Lisa Merriam

Lance Armstrong’s Profitable Non-Profit Livestrong Brand

When a brand’s strength is tied to a real person–when it is a celebrity brand–its fortunes rise and fall with that person’s reputation and behaviors (see Osama bin Laden, Michael Vick, Tiger Woods). In the case of the Livestrong brand, Lance Armstrong’s “doing the dirty” complicates his business and his charity.

lance-armstrong-livestrongThe Livestrong brand is tightly tied to the cancer fighting Livestrong Foundation, but the brand is not strictly altruistic. The Foundation licenses the brand, which is personally owned by Lance Armstrong, and it is the driver of his multimillion for-profit empire. The dynamic is a complex one.
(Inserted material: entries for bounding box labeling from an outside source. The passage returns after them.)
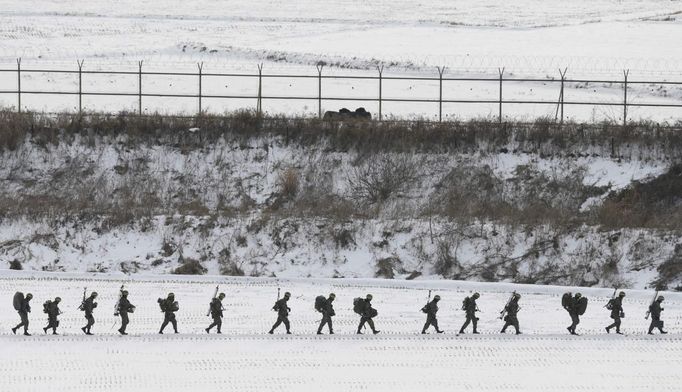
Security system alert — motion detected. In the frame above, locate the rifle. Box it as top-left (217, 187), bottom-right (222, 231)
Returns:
top-left (644, 290), bottom-right (658, 320)
top-left (206, 286), bottom-right (218, 316)
top-left (76, 287), bottom-right (88, 310)
top-left (114, 285), bottom-right (124, 316)
top-left (500, 291), bottom-right (516, 320)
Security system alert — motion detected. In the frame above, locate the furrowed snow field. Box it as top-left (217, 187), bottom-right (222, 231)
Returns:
top-left (0, 271), bottom-right (682, 391)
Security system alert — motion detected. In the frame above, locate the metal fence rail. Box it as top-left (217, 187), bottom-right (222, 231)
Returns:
top-left (0, 59), bottom-right (682, 125)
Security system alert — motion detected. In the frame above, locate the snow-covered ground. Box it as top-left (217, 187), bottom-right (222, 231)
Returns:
top-left (0, 271), bottom-right (682, 392)
top-left (0, 0), bottom-right (682, 122)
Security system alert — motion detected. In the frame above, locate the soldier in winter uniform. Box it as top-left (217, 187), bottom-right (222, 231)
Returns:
top-left (459, 293), bottom-right (481, 334)
top-left (422, 295), bottom-right (445, 334)
top-left (157, 293), bottom-right (180, 334)
top-left (268, 292), bottom-right (291, 335)
top-left (317, 293), bottom-right (336, 335)
top-left (357, 294), bottom-right (381, 335)
top-left (649, 295), bottom-right (667, 335)
top-left (566, 293), bottom-right (587, 335)
top-left (43, 297), bottom-right (62, 335)
top-left (605, 291), bottom-right (625, 335)
top-left (80, 291), bottom-right (97, 335)
top-left (500, 293), bottom-right (521, 335)
top-left (12, 293), bottom-right (33, 336)
top-left (116, 290), bottom-right (135, 335)
top-left (205, 293), bottom-right (225, 333)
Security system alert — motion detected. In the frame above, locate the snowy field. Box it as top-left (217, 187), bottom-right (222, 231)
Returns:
top-left (0, 271), bottom-right (682, 392)
top-left (0, 0), bottom-right (682, 122)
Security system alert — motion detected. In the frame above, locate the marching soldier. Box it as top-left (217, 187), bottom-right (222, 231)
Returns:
top-left (205, 293), bottom-right (225, 333)
top-left (357, 294), bottom-right (381, 335)
top-left (43, 297), bottom-right (62, 335)
top-left (649, 295), bottom-right (668, 335)
top-left (317, 293), bottom-right (336, 335)
top-left (80, 291), bottom-right (97, 335)
top-left (500, 293), bottom-right (521, 335)
top-left (268, 292), bottom-right (291, 335)
top-left (459, 293), bottom-right (481, 334)
top-left (157, 293), bottom-right (180, 335)
top-left (566, 293), bottom-right (587, 335)
top-left (116, 290), bottom-right (135, 335)
top-left (422, 295), bottom-right (445, 334)
top-left (605, 291), bottom-right (625, 335)
top-left (12, 293), bottom-right (33, 336)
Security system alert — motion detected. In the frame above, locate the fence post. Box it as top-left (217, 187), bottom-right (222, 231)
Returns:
top-left (316, 64), bottom-right (324, 118)
top-left (436, 66), bottom-right (445, 122)
top-left (137, 60), bottom-right (144, 116)
top-left (623, 69), bottom-right (630, 127)
top-left (256, 63), bottom-right (263, 117)
top-left (197, 61), bottom-right (204, 116)
top-left (76, 60), bottom-right (85, 116)
top-left (497, 67), bottom-right (504, 124)
top-left (377, 64), bottom-right (384, 121)
top-left (554, 68), bottom-right (568, 125)
top-left (17, 57), bottom-right (21, 113)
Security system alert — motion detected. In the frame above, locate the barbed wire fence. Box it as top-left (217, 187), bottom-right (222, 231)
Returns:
top-left (0, 58), bottom-right (682, 125)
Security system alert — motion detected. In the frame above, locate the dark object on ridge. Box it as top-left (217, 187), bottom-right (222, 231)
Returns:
top-left (322, 108), bottom-right (372, 121)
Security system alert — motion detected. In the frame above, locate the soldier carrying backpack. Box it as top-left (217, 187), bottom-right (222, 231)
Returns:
top-left (43, 297), bottom-right (62, 335)
top-left (79, 291), bottom-right (97, 335)
top-left (156, 293), bottom-right (180, 335)
top-left (353, 294), bottom-right (381, 335)
top-left (204, 293), bottom-right (225, 333)
top-left (566, 293), bottom-right (587, 335)
top-left (315, 293), bottom-right (336, 335)
top-left (268, 292), bottom-right (291, 335)
top-left (459, 293), bottom-right (481, 334)
top-left (422, 295), bottom-right (445, 334)
top-left (12, 292), bottom-right (33, 336)
top-left (604, 291), bottom-right (625, 335)
top-left (116, 290), bottom-right (135, 335)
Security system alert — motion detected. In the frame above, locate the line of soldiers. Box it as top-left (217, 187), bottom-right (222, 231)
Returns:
top-left (12, 289), bottom-right (667, 336)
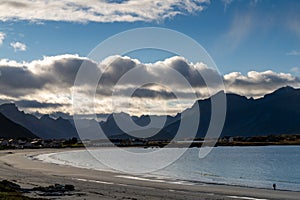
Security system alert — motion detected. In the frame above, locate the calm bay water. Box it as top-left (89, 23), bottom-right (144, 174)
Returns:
top-left (38, 146), bottom-right (300, 191)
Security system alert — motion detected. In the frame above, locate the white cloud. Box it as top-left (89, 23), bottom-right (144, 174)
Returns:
top-left (10, 42), bottom-right (27, 52)
top-left (224, 70), bottom-right (300, 98)
top-left (286, 50), bottom-right (300, 56)
top-left (0, 0), bottom-right (209, 22)
top-left (0, 55), bottom-right (300, 115)
top-left (0, 32), bottom-right (5, 46)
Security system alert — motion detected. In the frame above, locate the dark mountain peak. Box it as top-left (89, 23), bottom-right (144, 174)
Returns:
top-left (273, 86), bottom-right (297, 94)
top-left (0, 113), bottom-right (38, 139)
top-left (41, 114), bottom-right (53, 120)
top-left (0, 103), bottom-right (19, 111)
top-left (261, 86), bottom-right (300, 99)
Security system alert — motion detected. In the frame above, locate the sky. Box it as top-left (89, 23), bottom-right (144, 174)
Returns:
top-left (0, 0), bottom-right (300, 115)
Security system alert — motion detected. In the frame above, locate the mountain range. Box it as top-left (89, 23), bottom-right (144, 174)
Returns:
top-left (0, 86), bottom-right (300, 140)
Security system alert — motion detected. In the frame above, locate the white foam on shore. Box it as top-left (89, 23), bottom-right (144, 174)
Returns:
top-left (226, 196), bottom-right (268, 200)
top-left (115, 175), bottom-right (195, 185)
top-left (73, 178), bottom-right (114, 185)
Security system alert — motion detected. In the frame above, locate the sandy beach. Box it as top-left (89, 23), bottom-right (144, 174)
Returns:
top-left (0, 149), bottom-right (300, 200)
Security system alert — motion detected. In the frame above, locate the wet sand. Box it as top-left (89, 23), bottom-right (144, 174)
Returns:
top-left (0, 149), bottom-right (300, 200)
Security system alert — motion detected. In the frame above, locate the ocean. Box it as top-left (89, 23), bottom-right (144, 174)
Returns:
top-left (35, 146), bottom-right (300, 191)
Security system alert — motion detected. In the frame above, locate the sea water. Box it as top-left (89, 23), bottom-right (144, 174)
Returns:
top-left (37, 146), bottom-right (300, 191)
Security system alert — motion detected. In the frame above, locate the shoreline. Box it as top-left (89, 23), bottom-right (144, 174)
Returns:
top-left (28, 145), bottom-right (300, 192)
top-left (0, 149), bottom-right (300, 200)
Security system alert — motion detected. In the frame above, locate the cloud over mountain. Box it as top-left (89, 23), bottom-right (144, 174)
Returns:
top-left (0, 54), bottom-right (300, 115)
top-left (0, 0), bottom-right (209, 22)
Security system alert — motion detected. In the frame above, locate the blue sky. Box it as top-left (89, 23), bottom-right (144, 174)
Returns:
top-left (0, 0), bottom-right (300, 114)
top-left (0, 0), bottom-right (300, 73)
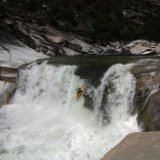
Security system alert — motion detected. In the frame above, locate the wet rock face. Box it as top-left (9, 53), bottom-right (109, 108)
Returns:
top-left (0, 0), bottom-right (160, 44)
top-left (102, 132), bottom-right (160, 160)
top-left (131, 60), bottom-right (160, 131)
top-left (0, 81), bottom-right (16, 108)
top-left (139, 90), bottom-right (160, 131)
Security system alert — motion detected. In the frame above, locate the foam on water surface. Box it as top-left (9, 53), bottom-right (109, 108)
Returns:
top-left (0, 63), bottom-right (139, 160)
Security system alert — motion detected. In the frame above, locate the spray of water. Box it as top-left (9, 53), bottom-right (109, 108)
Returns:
top-left (0, 63), bottom-right (139, 160)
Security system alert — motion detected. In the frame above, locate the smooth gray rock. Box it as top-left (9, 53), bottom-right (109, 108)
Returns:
top-left (101, 132), bottom-right (160, 160)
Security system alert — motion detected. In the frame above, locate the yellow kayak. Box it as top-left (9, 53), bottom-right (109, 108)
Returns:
top-left (74, 86), bottom-right (85, 100)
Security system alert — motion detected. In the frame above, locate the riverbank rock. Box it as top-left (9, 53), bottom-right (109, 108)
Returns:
top-left (120, 40), bottom-right (160, 55)
top-left (139, 90), bottom-right (160, 131)
top-left (131, 59), bottom-right (160, 131)
top-left (101, 132), bottom-right (160, 160)
top-left (0, 81), bottom-right (16, 107)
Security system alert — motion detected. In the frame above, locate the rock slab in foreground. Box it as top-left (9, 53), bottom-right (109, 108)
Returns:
top-left (101, 132), bottom-right (160, 160)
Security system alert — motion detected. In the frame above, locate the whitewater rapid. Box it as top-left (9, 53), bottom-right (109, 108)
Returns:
top-left (0, 63), bottom-right (140, 160)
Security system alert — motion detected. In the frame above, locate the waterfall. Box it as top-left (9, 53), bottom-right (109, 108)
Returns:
top-left (0, 63), bottom-right (139, 160)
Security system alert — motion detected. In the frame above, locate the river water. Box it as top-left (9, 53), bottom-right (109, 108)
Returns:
top-left (0, 57), bottom-right (140, 160)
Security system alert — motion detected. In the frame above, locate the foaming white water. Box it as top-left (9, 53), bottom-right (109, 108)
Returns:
top-left (0, 63), bottom-right (139, 160)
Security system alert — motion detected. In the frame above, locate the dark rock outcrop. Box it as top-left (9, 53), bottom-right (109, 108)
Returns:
top-left (0, 0), bottom-right (160, 45)
top-left (131, 59), bottom-right (160, 131)
top-left (139, 90), bottom-right (160, 131)
top-left (102, 132), bottom-right (160, 160)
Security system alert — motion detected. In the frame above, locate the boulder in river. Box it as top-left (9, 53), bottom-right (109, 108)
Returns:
top-left (101, 132), bottom-right (160, 160)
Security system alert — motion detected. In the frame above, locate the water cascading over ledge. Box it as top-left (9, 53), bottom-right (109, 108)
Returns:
top-left (0, 63), bottom-right (139, 160)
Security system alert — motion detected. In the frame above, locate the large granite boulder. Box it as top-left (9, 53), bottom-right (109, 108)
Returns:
top-left (0, 81), bottom-right (16, 108)
top-left (102, 132), bottom-right (160, 160)
top-left (131, 59), bottom-right (160, 131)
top-left (139, 90), bottom-right (160, 131)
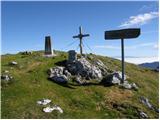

Armstrong’s modest fame as a cyclist built the Foundation, and the Foundation burnished Armstrong’s reputation, catapulting his fame, marketability and fortune far beyond that of a mere road racer. Can you even name any other famous cyclists?

Lance Armstrong has confessed to doping by Oprah. The irony is the profit and fame dynamic of Livestrong was a key driver in Armstrong’s decision to cheat. He needed performance enhancing drugs to stage the comeback that built his celebrity that built the foundation that built the million-dollar enterprise. Now those performance enhancing drugs are dragging down the whole thing. It pays to be a winner. Being a cheater? No so much.